Again, I’m only looking at the first 30 PC weights because they get pretty small and all about the same after that, which you can see really starting at about 20. Another thing to point out is that here I’m actually plotting the values of the weights, not their magnitudes, so you’ll notice that there are negative values. If a PC here represents a constant pixel map, and its weight is how much you “scale” that map (multiplying each pixel value), then a negative is simply subtracting the pixel value. You can definitely imagine why this would be necessary for faces. So, a PC pixel map can end up being used for both how it looks and its inverse.

So, the weights are all *pretty* similar. The couple outliers that stuck out to me were at N = 2, where Phil has a significant large negative value when everyone else is pretty close to 0, and at N = 7 when Will has a large negative value, followed a bit by Bobby and Phil, and everyone else is about 0. This gets pretty speculative, but here’s a guess. Looking at the PC for N = 2:

and Phil’s face:

The PC is clearly used for brightness asymmetry, and Phil’s face has that too since his face was lit up a little asymmetrically (maybe. I said it was a guess!).

Looking at N = 7:

and Will:

Now, this is definitely motivated reasoning, but this one might kind of represent “beardiness”, since Will has a pretty thick beard in this case. Looking at the other two people with N = 7 values away from 0, Bobby and Phil:

They *do* both have darker bottom-half faces than anyone else. Orrrrrrrrrr maybe I’m totally wrong.

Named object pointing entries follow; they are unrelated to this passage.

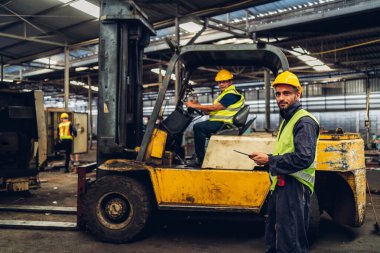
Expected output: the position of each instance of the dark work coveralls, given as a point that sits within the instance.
(289, 205)
(204, 129)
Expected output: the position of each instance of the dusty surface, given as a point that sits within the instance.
(182, 234)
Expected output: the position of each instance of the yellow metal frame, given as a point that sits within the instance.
(199, 188)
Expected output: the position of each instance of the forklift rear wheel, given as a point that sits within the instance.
(117, 209)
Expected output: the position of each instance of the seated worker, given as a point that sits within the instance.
(225, 106)
(66, 132)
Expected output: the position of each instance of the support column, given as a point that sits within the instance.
(66, 78)
(2, 69)
(267, 99)
(177, 69)
(367, 121)
(90, 109)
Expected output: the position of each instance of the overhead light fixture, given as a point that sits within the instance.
(163, 72)
(80, 69)
(7, 80)
(234, 41)
(77, 83)
(191, 27)
(303, 55)
(84, 6)
(46, 61)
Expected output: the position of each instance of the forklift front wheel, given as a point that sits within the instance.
(117, 209)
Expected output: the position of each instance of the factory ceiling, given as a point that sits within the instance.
(320, 38)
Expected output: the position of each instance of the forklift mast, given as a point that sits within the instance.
(124, 33)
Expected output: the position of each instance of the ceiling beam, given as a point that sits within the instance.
(17, 37)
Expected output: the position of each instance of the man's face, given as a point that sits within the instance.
(224, 84)
(286, 95)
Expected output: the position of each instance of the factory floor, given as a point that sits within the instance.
(179, 234)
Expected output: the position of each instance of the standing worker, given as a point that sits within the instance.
(66, 132)
(225, 106)
(291, 168)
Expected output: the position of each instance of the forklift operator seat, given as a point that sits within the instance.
(239, 124)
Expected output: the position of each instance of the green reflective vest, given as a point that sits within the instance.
(228, 113)
(284, 144)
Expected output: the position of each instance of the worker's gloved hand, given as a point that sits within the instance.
(261, 168)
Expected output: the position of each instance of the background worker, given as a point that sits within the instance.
(225, 106)
(291, 168)
(66, 132)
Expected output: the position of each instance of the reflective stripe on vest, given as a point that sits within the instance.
(64, 131)
(285, 144)
(226, 115)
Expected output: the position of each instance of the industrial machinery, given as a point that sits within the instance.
(130, 185)
(22, 139)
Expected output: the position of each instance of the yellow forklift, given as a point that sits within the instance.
(131, 183)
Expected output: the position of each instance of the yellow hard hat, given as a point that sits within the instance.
(64, 116)
(288, 78)
(223, 75)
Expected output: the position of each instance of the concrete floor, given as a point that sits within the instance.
(168, 235)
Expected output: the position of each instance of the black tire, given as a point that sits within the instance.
(314, 219)
(117, 209)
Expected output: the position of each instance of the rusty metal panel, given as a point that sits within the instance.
(212, 188)
(80, 121)
(356, 179)
(344, 153)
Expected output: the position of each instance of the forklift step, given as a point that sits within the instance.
(43, 225)
(39, 209)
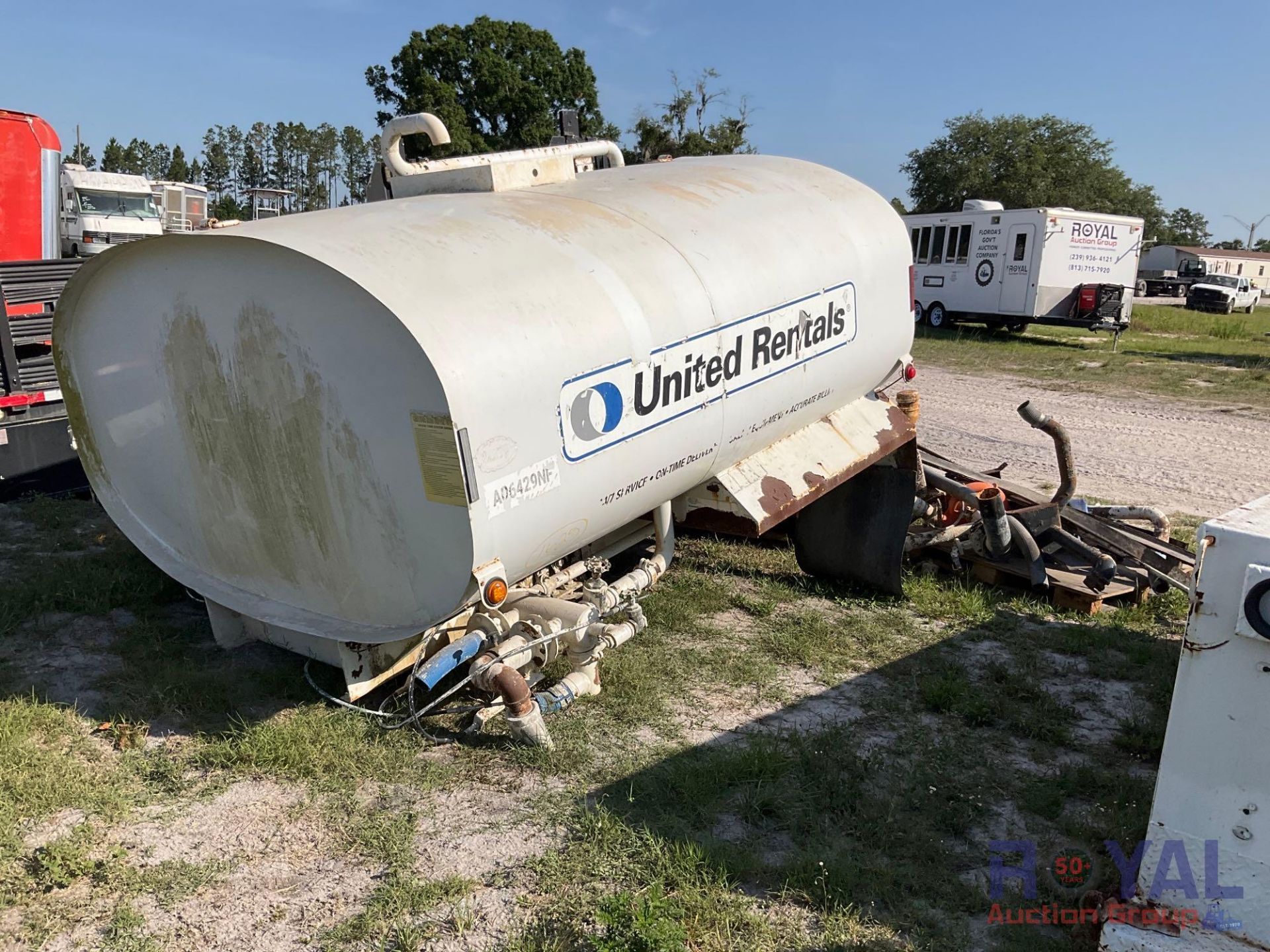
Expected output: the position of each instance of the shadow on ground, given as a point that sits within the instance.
(873, 803)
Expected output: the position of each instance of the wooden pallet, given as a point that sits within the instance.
(1067, 587)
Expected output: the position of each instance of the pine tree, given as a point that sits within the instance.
(177, 168)
(113, 158)
(81, 155)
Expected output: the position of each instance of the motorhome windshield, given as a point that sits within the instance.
(95, 202)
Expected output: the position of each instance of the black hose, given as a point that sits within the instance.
(1062, 450)
(1031, 551)
(934, 477)
(996, 527)
(1019, 535)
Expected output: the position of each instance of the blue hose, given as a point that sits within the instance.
(448, 658)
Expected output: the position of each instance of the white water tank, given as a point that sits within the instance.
(328, 420)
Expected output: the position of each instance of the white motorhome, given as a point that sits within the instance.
(105, 208)
(1025, 266)
(182, 205)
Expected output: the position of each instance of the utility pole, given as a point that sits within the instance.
(1253, 229)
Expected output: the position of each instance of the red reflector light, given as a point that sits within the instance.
(1089, 298)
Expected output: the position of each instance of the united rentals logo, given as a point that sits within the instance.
(619, 401)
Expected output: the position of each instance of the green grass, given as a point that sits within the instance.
(1166, 350)
(777, 840)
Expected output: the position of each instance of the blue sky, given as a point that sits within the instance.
(1180, 88)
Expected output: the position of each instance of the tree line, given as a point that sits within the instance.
(495, 84)
(499, 85)
(1040, 161)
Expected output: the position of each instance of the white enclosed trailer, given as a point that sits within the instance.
(1025, 266)
(182, 205)
(356, 426)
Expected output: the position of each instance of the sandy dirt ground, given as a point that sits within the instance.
(1179, 456)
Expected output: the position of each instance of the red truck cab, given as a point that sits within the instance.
(36, 447)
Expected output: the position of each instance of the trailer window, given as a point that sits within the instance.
(923, 245)
(937, 245)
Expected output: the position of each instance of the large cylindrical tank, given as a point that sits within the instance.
(328, 420)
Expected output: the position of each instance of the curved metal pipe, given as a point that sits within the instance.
(996, 527)
(1031, 551)
(1104, 565)
(417, 124)
(1062, 450)
(437, 134)
(1162, 528)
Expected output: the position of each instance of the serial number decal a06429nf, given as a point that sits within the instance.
(513, 489)
(619, 401)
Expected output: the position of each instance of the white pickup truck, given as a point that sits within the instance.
(1224, 294)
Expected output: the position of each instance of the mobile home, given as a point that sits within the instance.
(1025, 266)
(182, 205)
(105, 208)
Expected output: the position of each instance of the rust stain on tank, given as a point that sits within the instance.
(281, 479)
(560, 216)
(683, 194)
(777, 494)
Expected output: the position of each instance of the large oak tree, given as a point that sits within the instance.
(495, 84)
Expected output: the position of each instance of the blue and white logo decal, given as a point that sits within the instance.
(596, 411)
(620, 401)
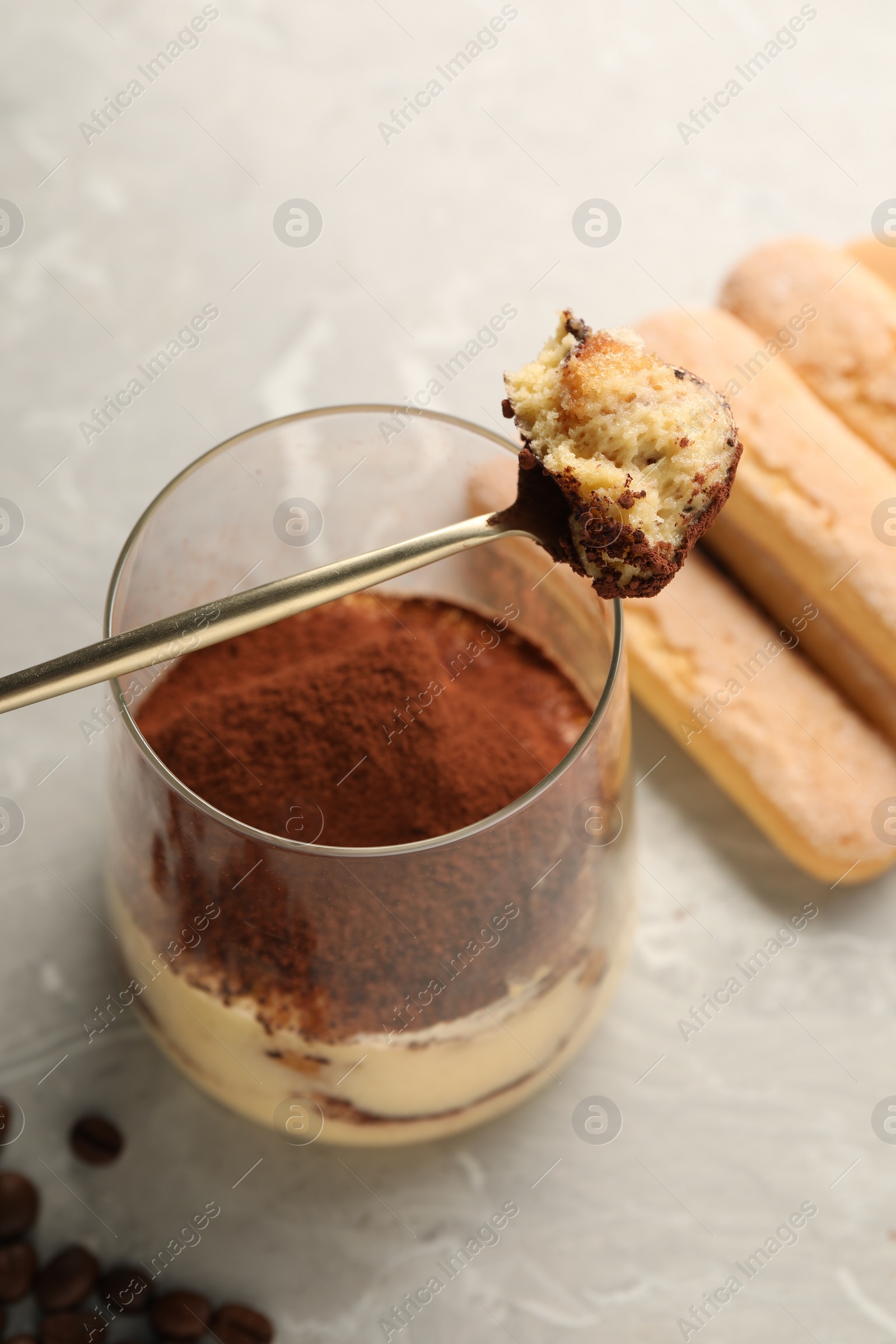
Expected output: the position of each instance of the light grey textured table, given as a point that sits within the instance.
(426, 234)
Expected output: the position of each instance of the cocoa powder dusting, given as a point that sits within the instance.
(393, 721)
(396, 724)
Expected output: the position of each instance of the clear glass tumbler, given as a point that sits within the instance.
(241, 945)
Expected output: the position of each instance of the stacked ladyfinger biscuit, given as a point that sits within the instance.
(789, 701)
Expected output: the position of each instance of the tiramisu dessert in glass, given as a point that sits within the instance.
(370, 867)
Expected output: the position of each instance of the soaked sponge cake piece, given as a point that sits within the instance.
(645, 454)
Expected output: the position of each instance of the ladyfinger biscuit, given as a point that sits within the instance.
(829, 647)
(848, 351)
(687, 648)
(808, 487)
(782, 744)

Well, we’ve had a dangerous amount of fun here today, so maybe it’s time to say goodbye. One last thing I’m interested in, that maybe I’ll check soon, is: we did a similar thing for the neural net assignment, having it learn faces. It turned out that with the NN we used, with one hidden layer of 25 units, each hidden unit layer represented a pretty distinct feature/pattern of a face, or at least an area. What I’m wondering after this is, how much overlap there is between the PCs and the features learned by a NN on the same set of faces. Would the hidden layers learn almost exactly the top PCs?